Chapter 83 Acute Respiratory Failure (Case 41)
Patient Care
Clinical Thinking
• It is helpful to take a stepwise approach to support of a patient in respiratory distress:
• Oxygen should be administered while an evaluation is in progress. Oxygenation improves with the delivery of supplemental oxygen or with the delivery of positive pressure, which recruits closed/collapsed airways and alveoli and in so doing decreases mismatch. Oxygen can be delivered by nasal cannula (delivers up to 32%), simple face mask (maximum delivery 35%), and a nonrebreather mask (maximum 60%). Because of poor mask fit and room air entrainment oxygen delivery by these simple devices may not approach these levels. Improvement of ventilation can be accomplished by improving the match so positive pressure systems such as continuous positive airway pressure (CPAP) or bilevel positive airway pressure (BiPAP) are beneficial. Finally, patients may need the support that can only be delivered via tracheal intubation and use of mechanical ventilation.
• Although it is tempting to treat the symptomatic patient reactively, it is essential, whenever possible, to gather full information, including history and appropriate tests, before interventions.
• Support of a patient in severe respiratory failure will necessitate tracheal intubation and ventilator support. The guiding principle is support with the least morbidity. Ventilators damage lungs and should be used with settings that are as low as can deliver the desired level of support. Mean airway pressures below 20 cm H2O reduce pressure injury to the alveoli (barotrauma). Permissive hypercapnia (allowing increased carbon dioxide) and subsequent respiratory acidosis is safer (if pH >7.25) than using higher airway pressures. Positive end-expiratory pressure (PEEP) should be set at a level that maintains open airways and effectively recruits collapsed lung units without decreasing cardiac output. Oxygen exposure should also be minimized: in general, inspired oxygen less than 60% is considered “safe.”
History
• What are the presenting symptoms?
• Cough indicates irritation in the airways with or without increased mucous (sputum) production. Where the secretions seem to originate is also helpful: copious nasal secretions in young children almost always indicate a viral illness, and a primary bacterial pneumonia usually has a cough producing sputum. The quality of the cough may also suggest a diagnosis
• Agitation occurs in both hypoxemia and in patients with hypercarbia before the onset of lethargy and coma.

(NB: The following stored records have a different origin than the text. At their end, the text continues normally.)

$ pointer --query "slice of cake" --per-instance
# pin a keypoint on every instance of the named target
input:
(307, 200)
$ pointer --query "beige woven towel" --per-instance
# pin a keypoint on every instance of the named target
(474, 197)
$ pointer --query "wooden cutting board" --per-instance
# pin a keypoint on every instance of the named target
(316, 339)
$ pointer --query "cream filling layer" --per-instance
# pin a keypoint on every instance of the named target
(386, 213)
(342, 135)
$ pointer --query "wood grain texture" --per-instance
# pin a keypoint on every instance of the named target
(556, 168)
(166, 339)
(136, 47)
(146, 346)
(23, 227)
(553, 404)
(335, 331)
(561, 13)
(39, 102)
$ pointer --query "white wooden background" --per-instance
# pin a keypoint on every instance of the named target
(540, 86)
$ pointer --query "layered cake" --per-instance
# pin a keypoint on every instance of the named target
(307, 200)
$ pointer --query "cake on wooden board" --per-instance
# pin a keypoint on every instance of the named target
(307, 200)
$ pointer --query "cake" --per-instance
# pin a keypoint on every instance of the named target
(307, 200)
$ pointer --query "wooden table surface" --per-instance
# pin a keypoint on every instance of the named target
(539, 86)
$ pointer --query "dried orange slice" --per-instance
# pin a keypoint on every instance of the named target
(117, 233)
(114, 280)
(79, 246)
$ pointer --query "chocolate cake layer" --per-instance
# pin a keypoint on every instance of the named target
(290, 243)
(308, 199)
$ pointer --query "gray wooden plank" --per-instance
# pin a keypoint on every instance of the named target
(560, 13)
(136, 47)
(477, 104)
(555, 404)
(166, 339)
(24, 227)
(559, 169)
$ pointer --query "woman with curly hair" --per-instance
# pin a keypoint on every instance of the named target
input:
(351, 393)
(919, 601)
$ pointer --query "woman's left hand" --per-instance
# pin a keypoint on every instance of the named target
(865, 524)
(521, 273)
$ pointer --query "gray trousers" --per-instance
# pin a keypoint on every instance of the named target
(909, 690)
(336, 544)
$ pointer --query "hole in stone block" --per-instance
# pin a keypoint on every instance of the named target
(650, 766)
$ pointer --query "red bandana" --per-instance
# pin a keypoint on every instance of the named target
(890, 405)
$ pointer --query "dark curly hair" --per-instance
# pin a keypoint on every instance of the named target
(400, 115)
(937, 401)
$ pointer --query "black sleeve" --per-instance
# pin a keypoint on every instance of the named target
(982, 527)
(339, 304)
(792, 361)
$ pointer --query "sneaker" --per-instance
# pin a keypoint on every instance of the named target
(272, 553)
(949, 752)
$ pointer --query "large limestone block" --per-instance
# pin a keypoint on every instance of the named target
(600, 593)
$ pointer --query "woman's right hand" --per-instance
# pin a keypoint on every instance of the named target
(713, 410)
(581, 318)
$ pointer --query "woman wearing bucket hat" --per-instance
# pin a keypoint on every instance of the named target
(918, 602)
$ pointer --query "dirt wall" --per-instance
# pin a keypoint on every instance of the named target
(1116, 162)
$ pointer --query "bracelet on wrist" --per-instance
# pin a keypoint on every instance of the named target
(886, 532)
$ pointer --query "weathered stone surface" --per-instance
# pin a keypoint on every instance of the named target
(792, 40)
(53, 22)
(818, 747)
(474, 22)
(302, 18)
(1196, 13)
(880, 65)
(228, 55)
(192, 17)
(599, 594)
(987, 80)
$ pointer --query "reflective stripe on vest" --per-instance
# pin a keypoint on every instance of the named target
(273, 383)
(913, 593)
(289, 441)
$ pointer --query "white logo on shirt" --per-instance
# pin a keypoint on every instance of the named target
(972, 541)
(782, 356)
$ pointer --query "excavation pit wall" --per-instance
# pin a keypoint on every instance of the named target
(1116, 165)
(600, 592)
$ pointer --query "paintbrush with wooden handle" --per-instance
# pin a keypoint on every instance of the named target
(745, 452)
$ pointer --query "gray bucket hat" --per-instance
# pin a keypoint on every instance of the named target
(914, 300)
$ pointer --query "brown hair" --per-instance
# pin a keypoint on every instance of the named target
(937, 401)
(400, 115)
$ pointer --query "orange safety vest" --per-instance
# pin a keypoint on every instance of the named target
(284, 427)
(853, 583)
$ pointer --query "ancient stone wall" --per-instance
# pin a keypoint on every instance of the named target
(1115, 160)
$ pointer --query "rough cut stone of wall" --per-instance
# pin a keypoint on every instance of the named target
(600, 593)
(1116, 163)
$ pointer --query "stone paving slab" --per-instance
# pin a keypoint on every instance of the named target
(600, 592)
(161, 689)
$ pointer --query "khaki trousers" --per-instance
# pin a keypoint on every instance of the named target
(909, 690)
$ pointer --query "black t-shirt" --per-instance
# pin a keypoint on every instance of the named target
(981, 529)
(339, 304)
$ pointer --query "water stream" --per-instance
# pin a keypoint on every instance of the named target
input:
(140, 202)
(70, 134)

• What is the time course of the illness? Was it sudden in onset, or had it been going on for some time and gradually worsened?
Physical Examination
• Evaluation of signs:
• Increased respiratory rate may indicate the degree of respiratory failure, although it may be a sign of increased respiratory demand (e.g., the patient who is acidotic or with fever).
• Decreased respiratory rate may indicate failure of central control that occurs in central nervous system diseases, metabolic diseases, and drug effects, but also occurs in severe status asthmaticus and hypothermia.
• Prolonged exhalation usually indicates lower airways obstruction such as asthma but can be present in congestive heart failure (CHF) as well.